I finished coding for audio analysis. I made it an optional part of my import process, where I also (optionally) transcode the audio into 16khz mono mp3 format. I use pytorch[audio] with GPU, pyarrow, dask distributed with futures, and parquet to process, and save only deltas between versions. I started with v3 now and will go up.

On my 6 core / 12 thread notebook (I’m in my summer house now) I can import (with transcode & analyze) 40-50 clips per second (depends on audio length). The whole process will take 140-160 hours runtime on this machine (CPU at 100%).
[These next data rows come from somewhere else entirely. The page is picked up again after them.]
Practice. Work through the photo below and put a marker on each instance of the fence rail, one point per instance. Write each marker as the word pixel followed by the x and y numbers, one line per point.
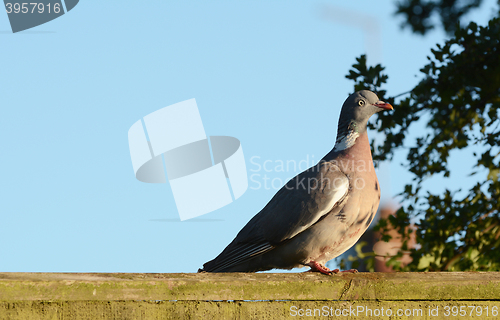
pixel 474 295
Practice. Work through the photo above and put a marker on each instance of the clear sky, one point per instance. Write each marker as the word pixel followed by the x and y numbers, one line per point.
pixel 270 73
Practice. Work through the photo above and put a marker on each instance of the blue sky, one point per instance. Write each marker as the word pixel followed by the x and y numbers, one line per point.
pixel 270 73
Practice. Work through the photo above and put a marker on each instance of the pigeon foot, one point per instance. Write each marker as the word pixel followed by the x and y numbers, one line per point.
pixel 318 267
pixel 349 271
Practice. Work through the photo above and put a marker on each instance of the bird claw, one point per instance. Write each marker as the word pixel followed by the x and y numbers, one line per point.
pixel 318 267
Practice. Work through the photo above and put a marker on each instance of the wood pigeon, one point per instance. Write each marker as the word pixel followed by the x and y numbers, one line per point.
pixel 320 213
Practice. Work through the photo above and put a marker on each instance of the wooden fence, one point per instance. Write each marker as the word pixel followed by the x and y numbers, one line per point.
pixel 51 296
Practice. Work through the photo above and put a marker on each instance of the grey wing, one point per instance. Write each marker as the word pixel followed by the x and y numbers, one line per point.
pixel 302 202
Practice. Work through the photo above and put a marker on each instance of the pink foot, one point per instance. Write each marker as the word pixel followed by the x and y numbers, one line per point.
pixel 318 267
pixel 349 271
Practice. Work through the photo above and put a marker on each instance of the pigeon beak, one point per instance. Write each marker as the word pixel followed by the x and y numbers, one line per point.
pixel 383 105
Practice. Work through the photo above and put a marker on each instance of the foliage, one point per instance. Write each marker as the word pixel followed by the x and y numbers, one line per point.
pixel 419 14
pixel 459 100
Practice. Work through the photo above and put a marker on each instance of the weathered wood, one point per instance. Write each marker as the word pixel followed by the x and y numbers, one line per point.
pixel 241 296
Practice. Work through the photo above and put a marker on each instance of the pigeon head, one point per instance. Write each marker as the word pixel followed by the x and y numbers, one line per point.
pixel 361 105
pixel 356 111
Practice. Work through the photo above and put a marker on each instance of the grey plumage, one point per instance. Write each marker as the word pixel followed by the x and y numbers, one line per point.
pixel 321 212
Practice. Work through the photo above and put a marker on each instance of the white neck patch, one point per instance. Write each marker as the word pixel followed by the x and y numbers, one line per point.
pixel 347 141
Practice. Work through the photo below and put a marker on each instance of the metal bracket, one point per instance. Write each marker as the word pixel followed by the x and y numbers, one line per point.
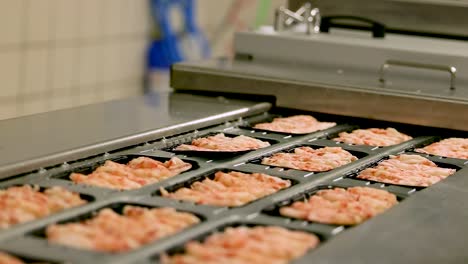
pixel 451 69
pixel 285 18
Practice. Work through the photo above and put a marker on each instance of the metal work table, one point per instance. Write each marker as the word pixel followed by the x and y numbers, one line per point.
pixel 41 140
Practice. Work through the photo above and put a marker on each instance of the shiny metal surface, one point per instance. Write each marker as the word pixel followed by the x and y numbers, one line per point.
pixel 450 69
pixel 35 141
pixel 323 89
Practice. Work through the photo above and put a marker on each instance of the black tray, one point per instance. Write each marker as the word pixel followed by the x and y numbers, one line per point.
pixel 26 240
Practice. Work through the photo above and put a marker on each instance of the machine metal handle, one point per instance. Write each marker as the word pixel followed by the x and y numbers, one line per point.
pixel 378 29
pixel 450 69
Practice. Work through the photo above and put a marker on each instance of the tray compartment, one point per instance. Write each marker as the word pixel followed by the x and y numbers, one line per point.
pixel 258 161
pixel 211 175
pixel 122 159
pixel 273 210
pixel 117 207
pixel 457 161
pixel 215 154
pixel 258 221
pixel 268 119
pixel 440 164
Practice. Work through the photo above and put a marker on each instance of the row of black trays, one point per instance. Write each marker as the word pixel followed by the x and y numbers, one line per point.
pixel 27 240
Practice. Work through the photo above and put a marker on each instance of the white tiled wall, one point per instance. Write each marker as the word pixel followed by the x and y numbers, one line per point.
pixel 61 53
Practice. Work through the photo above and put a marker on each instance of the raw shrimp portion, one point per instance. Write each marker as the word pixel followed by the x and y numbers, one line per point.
pixel 230 189
pixel 299 124
pixel 309 159
pixel 8 259
pixel 450 147
pixel 373 137
pixel 342 206
pixel 136 174
pixel 20 204
pixel 411 170
pixel 220 142
pixel 112 232
pixel 261 244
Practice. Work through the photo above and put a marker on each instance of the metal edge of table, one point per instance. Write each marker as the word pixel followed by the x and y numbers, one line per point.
pixel 23 166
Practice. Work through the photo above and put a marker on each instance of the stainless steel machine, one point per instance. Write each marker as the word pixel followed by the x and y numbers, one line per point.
pixel 417 84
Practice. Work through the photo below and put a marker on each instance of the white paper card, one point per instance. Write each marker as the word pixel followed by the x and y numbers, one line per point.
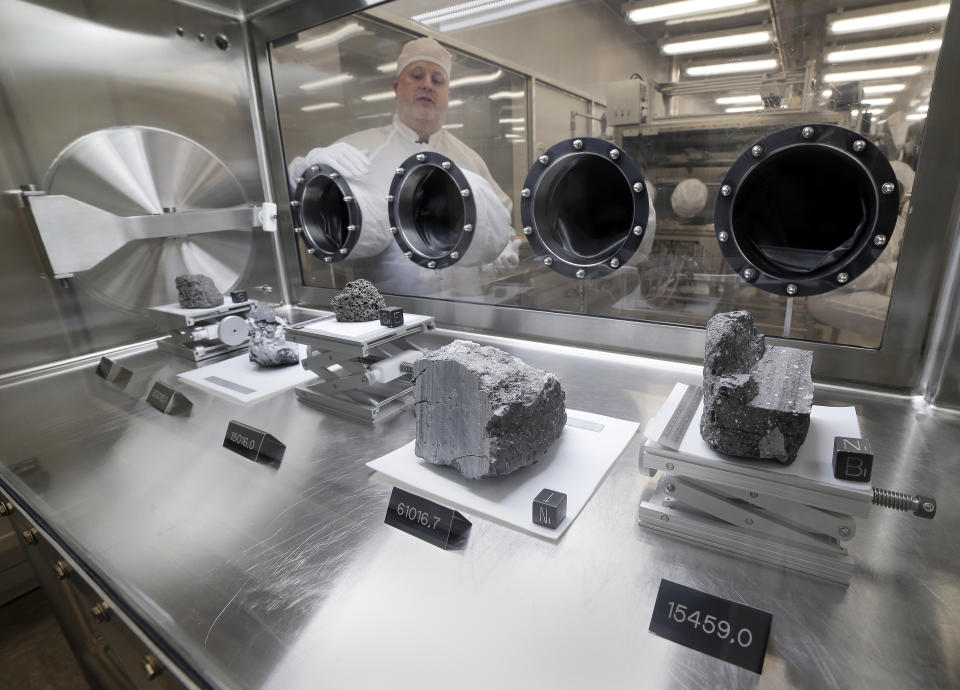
pixel 575 464
pixel 241 380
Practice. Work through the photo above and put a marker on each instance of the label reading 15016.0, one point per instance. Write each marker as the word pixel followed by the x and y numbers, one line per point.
pixel 254 444
pixel 719 627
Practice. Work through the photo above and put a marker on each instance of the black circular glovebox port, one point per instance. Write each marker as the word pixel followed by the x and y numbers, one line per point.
pixel 806 210
pixel 584 207
pixel 432 210
pixel 325 213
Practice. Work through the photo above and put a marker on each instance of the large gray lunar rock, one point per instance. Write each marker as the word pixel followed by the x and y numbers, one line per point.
pixel 268 347
pixel 358 301
pixel 482 411
pixel 197 291
pixel 756 400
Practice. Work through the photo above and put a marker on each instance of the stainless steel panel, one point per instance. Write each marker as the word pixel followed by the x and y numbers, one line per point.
pixel 72 68
pixel 287 577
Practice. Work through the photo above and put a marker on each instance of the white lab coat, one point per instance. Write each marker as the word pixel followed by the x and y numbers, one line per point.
pixel 387 147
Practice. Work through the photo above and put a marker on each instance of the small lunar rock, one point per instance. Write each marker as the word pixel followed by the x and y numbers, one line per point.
pixel 483 411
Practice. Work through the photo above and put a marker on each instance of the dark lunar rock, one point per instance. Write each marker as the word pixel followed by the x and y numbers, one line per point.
pixel 268 348
pixel 197 291
pixel 483 411
pixel 756 400
pixel 358 301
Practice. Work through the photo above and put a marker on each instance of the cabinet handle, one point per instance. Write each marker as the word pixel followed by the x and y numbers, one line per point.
pixel 101 611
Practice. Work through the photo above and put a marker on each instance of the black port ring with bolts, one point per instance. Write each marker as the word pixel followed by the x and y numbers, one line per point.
pixel 584 207
pixel 432 210
pixel 806 210
pixel 326 215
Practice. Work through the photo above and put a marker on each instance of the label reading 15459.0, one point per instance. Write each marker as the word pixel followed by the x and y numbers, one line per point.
pixel 719 627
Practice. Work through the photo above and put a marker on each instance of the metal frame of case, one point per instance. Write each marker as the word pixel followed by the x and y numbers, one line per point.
pixel 905 362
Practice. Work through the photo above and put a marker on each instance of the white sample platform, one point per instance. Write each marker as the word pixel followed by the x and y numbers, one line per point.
pixel 240 380
pixel 575 464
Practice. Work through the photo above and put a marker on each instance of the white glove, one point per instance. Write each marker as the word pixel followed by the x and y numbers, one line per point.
pixel 345 158
pixel 509 258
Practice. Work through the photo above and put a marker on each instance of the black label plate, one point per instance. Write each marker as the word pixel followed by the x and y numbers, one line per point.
pixel 424 519
pixel 253 444
pixel 719 627
pixel 167 400
pixel 115 373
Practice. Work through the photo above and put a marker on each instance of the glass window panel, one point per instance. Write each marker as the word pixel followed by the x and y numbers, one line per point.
pixel 684 96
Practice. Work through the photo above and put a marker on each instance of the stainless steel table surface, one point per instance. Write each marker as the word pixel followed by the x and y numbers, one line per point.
pixel 287 577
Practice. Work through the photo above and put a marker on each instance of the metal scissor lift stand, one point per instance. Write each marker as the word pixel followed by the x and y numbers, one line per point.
pixel 360 365
pixel 796 516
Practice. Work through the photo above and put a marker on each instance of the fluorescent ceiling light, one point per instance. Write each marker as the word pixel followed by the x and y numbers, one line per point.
pixel 500 95
pixel 867 74
pixel 332 38
pixel 738 12
pixel 875 22
pixel 329 81
pixel 883 88
pixel 503 9
pixel 732 67
pixel 379 96
pixel 476 79
pixel 703 45
pixel 320 106
pixel 735 100
pixel 683 8
pixel 885 51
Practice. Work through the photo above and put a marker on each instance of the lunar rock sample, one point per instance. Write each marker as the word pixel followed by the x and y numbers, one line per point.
pixel 268 348
pixel 483 411
pixel 756 400
pixel 358 301
pixel 197 291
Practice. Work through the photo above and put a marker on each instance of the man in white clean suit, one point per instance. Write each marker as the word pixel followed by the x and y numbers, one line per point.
pixel 369 158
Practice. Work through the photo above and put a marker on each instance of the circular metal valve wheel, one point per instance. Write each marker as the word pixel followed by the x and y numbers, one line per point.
pixel 584 207
pixel 326 214
pixel 432 210
pixel 806 210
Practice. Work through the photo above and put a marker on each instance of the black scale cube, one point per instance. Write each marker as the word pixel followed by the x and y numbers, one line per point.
pixel 549 508
pixel 852 459
pixel 391 317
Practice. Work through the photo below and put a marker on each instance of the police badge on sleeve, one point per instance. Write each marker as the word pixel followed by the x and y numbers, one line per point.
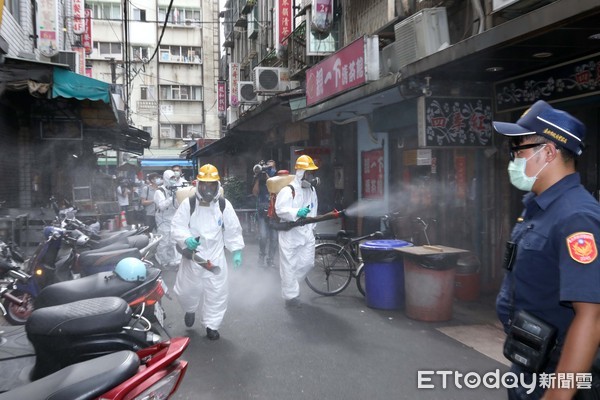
pixel 582 247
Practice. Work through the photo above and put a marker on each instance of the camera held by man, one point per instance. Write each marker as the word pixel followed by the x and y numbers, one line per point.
pixel 261 167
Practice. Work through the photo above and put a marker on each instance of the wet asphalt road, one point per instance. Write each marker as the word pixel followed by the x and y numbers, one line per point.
pixel 331 348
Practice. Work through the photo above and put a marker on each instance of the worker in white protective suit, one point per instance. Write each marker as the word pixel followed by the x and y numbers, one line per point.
pixel 297 245
pixel 212 226
pixel 166 205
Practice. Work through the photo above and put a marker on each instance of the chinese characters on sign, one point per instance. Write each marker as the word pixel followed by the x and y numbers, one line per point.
pixel 455 122
pixel 284 20
pixel 222 97
pixel 341 71
pixel 577 79
pixel 234 80
pixel 372 174
pixel 78 17
pixel 86 38
pixel 47 25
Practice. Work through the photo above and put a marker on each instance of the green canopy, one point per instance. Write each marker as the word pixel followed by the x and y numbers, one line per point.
pixel 71 85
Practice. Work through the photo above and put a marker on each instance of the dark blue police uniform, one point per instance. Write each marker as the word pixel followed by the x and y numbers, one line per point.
pixel 556 258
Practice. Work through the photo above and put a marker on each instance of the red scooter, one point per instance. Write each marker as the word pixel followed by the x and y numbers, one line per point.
pixel 151 373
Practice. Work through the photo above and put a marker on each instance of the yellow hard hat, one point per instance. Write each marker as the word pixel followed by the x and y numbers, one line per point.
pixel 208 173
pixel 306 163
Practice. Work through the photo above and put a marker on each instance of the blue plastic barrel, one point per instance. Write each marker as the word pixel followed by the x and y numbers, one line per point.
pixel 384 273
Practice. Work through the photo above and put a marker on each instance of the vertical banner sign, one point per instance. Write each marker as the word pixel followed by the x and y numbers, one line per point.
pixel 222 97
pixel 460 173
pixel 47 27
pixel 78 17
pixel 284 20
pixel 372 174
pixel 86 38
pixel 234 79
pixel 81 65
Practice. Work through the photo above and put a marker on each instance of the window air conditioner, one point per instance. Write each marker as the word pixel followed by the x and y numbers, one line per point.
pixel 421 34
pixel 66 57
pixel 246 92
pixel 389 62
pixel 233 113
pixel 167 133
pixel 271 80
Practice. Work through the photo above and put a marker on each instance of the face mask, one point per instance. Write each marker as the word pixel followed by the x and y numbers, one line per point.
pixel 516 173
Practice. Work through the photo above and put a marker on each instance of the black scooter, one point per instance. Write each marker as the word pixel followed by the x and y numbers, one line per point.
pixel 58 336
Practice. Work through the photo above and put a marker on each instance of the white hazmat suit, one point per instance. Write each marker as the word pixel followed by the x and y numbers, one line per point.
pixel 166 205
pixel 195 286
pixel 296 246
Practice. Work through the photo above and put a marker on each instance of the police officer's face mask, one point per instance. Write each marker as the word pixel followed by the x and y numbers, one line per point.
pixel 517 175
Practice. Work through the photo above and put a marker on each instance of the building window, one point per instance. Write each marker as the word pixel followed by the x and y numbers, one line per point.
pixel 106 11
pixel 180 92
pixel 180 16
pixel 181 131
pixel 139 53
pixel 185 54
pixel 139 15
pixel 14 9
pixel 108 48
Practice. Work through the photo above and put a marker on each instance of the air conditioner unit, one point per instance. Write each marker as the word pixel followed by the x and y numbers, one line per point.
pixel 246 92
pixel 421 34
pixel 233 113
pixel 66 57
pixel 271 79
pixel 167 132
pixel 389 62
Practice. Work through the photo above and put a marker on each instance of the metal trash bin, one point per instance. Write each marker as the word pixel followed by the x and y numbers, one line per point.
pixel 429 281
pixel 384 273
pixel 467 282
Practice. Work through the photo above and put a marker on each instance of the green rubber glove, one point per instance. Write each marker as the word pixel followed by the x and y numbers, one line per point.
pixel 303 212
pixel 237 259
pixel 192 243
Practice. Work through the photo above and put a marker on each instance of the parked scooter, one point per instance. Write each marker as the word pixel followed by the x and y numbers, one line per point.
pixel 151 373
pixel 143 294
pixel 61 336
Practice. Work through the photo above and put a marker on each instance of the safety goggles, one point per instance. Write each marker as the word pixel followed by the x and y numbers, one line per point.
pixel 513 152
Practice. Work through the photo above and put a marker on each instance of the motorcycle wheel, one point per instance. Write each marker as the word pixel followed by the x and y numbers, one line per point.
pixel 18 314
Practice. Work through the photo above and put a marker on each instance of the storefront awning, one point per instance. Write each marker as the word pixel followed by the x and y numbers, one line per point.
pixel 71 85
pixel 166 162
pixel 231 144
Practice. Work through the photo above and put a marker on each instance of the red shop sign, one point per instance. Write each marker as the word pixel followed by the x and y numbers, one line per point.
pixel 372 174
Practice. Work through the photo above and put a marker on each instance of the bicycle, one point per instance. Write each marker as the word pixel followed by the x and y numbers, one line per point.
pixel 336 263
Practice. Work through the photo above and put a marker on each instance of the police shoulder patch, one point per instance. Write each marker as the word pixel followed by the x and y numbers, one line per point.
pixel 582 247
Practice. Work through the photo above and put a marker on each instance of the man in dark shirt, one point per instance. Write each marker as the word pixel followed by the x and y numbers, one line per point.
pixel 555 268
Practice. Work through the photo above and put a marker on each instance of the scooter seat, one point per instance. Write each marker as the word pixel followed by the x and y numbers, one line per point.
pixel 138 241
pixel 97 285
pixel 84 317
pixel 87 379
pixel 121 237
pixel 93 263
pixel 110 247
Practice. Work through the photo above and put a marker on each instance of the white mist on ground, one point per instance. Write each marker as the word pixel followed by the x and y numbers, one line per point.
pixel 253 285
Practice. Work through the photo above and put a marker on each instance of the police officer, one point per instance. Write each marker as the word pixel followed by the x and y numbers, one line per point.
pixel 553 268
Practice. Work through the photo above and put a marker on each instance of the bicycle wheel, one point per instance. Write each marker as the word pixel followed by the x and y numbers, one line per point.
pixel 332 271
pixel 360 278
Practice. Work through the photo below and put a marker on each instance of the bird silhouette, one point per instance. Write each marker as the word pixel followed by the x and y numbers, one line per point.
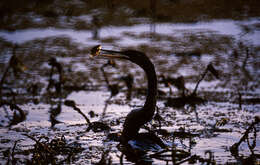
pixel 137 117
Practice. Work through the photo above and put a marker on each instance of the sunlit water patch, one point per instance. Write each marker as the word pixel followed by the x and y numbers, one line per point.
pixel 228 27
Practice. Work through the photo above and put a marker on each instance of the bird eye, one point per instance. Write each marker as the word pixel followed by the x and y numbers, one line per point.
pixel 95 51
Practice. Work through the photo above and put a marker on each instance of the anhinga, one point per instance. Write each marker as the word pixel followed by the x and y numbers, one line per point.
pixel 137 117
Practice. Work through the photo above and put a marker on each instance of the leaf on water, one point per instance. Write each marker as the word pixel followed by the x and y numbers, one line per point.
pixel 222 122
pixel 213 70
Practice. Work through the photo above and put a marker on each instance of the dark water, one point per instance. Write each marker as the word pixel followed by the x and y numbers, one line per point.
pixel 180 37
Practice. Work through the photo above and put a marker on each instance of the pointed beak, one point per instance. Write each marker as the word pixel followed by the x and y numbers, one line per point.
pixel 97 51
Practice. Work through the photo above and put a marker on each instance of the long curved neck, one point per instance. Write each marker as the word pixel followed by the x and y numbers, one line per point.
pixel 150 102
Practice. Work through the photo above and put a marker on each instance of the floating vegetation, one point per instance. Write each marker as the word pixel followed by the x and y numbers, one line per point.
pixel 60 106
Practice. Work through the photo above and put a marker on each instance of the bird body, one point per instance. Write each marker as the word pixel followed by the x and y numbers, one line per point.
pixel 137 117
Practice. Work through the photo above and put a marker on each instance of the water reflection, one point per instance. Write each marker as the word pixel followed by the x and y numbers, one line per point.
pixel 58 70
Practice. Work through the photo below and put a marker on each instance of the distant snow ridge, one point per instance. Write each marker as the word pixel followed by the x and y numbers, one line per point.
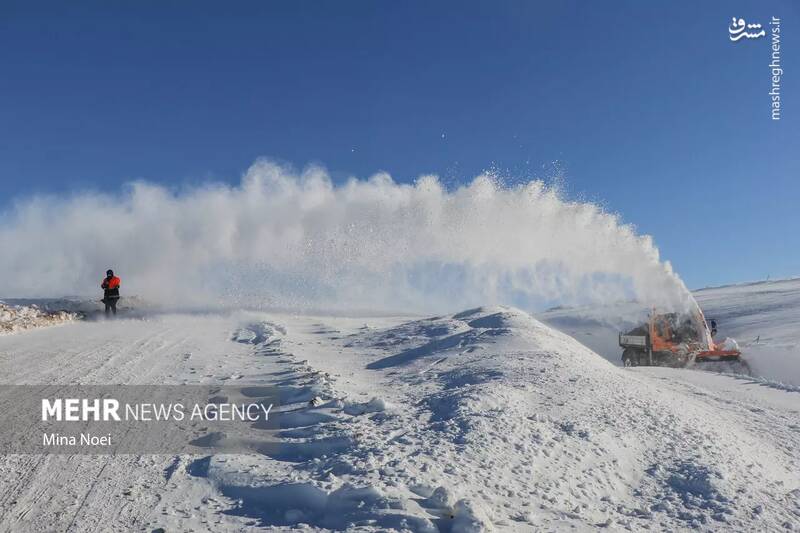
pixel 15 318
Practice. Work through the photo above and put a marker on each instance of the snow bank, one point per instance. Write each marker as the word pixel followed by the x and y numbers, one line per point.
pixel 286 240
pixel 19 318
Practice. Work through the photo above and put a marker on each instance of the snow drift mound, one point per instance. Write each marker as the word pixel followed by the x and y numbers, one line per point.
pixel 14 318
pixel 534 430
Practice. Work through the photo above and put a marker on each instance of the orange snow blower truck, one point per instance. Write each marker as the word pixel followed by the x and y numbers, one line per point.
pixel 672 339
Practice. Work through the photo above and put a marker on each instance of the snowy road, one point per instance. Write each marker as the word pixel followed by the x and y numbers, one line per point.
pixel 484 419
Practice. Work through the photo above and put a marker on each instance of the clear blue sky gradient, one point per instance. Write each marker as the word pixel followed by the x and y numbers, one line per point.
pixel 647 107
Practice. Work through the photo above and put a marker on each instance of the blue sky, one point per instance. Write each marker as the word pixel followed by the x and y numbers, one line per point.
pixel 646 107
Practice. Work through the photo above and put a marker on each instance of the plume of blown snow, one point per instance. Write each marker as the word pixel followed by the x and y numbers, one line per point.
pixel 291 239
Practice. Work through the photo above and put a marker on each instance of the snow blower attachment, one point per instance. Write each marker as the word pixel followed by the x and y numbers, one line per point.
pixel 676 340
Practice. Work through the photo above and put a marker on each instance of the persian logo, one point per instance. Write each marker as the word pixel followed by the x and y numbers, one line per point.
pixel 739 29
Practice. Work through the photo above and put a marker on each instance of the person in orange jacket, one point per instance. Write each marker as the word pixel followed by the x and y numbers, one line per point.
pixel 110 288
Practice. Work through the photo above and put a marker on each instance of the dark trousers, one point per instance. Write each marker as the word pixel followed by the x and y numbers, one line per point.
pixel 111 304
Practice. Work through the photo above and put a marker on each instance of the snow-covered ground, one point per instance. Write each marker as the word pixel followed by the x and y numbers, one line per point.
pixel 485 419
pixel 15 318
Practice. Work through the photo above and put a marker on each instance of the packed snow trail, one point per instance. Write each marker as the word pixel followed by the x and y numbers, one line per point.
pixel 485 419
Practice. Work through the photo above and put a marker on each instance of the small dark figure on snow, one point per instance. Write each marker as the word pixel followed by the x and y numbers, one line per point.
pixel 110 288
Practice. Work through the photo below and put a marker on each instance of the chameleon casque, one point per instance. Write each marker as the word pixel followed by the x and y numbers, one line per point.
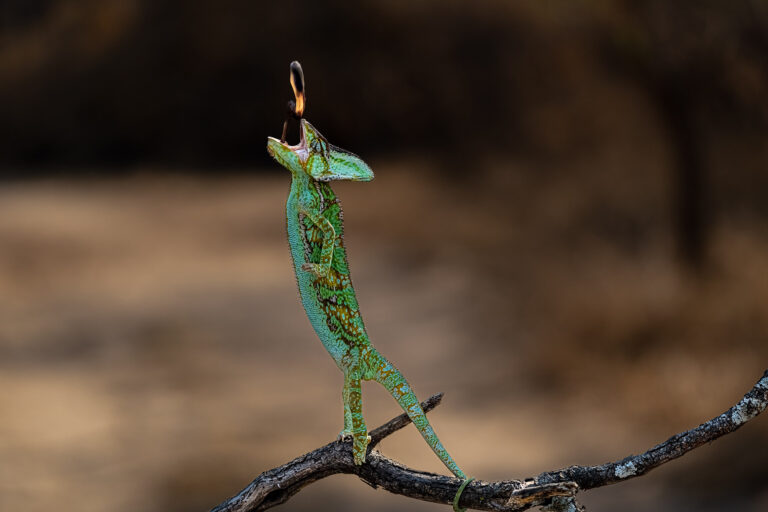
pixel 316 238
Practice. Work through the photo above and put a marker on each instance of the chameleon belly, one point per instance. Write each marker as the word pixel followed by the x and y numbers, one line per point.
pixel 330 302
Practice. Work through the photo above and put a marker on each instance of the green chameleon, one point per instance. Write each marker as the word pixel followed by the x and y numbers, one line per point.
pixel 316 238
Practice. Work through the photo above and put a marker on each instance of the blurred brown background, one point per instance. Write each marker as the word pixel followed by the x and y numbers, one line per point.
pixel 567 234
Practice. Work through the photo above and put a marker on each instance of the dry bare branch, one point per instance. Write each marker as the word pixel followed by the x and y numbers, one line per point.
pixel 553 489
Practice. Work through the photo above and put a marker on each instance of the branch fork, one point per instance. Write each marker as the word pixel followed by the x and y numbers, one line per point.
pixel 552 490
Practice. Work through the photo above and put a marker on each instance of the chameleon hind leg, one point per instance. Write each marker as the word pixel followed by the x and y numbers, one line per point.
pixel 354 424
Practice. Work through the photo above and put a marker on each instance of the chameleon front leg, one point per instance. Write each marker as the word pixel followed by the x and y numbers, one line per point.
pixel 326 251
pixel 347 411
pixel 353 401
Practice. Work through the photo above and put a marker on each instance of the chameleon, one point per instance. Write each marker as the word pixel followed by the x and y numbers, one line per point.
pixel 315 229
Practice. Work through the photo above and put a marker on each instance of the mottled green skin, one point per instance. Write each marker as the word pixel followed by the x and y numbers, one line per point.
pixel 315 234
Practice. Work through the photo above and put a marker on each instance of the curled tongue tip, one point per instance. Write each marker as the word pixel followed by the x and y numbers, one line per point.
pixel 297 83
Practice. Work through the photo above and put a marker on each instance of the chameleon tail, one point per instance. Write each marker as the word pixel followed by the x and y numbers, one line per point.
pixel 394 382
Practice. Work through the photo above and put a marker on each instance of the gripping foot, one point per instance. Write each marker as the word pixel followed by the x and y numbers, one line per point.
pixel 458 495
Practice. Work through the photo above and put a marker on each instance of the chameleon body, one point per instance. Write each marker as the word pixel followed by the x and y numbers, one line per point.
pixel 315 235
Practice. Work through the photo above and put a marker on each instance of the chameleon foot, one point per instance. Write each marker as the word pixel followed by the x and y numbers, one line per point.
pixel 458 495
pixel 360 447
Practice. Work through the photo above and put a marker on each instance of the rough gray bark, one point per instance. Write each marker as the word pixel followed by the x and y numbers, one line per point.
pixel 553 490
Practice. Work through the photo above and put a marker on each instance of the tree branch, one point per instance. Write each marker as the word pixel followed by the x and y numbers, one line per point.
pixel 554 488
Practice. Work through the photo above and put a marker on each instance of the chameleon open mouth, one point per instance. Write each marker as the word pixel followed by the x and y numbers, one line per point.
pixel 276 148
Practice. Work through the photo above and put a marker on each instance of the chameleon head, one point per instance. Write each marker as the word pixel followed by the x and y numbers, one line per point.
pixel 314 156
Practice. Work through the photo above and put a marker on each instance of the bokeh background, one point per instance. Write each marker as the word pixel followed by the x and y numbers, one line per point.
pixel 568 235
SileroVAD is the most costly part as expected, about 60% of the process is spent for it, but at least I run 12 versions of it.

I calculate duration, VAD duration, speech power, silence power and an estimated SNR from log10 of speech power/silence power (not exact science but it is a relative value). I reverted to default settings in SileroVAD for the sake of SNR calculation.

When I checked the results, I found some 0 vad_duration recordings, which are either completely empty, or very low whispering, which are not suitable for model training, or negative SNR ones with too much background noise.

I also extract a full list of files which are corrupt in the datasets.

Thank you for mentioning SileroVAD.

PS: I’ll not release the clip-wise SNR values, as it might be used for TTS. I’ll release bad recordings and clip list, with some statistics & visualization. I hope I can (i.e. my machine can) finish it with v19.0 analysis…

1 Like

Thank you so much, @bozden for all your hard work on this.

I have a dataset with just the VAD durations in, it’s not publicly released yet, but I should be able to confirm / validate your findings at least on the empty / high SnR files.

1 Like

That would be great, thank you!

I hope your SileroVAD settings are not very different than the defaults - to be able to compare.

1 Like

Thank you so much for this, I’ll be so excited to review this once it’s complete and we massively appreciate you taking the time to run this.

2 Likes

Hey @kathyreid, @jesslynnrose, I released the statistics and “bad-audio” (subjective) listings. You can read more on it here.

@kathyreid, I can send you detailed records if you PM me on your dataset (language/version) to compare with your results. I need to extract them, the .tsv file is 4 GB in size for all languages.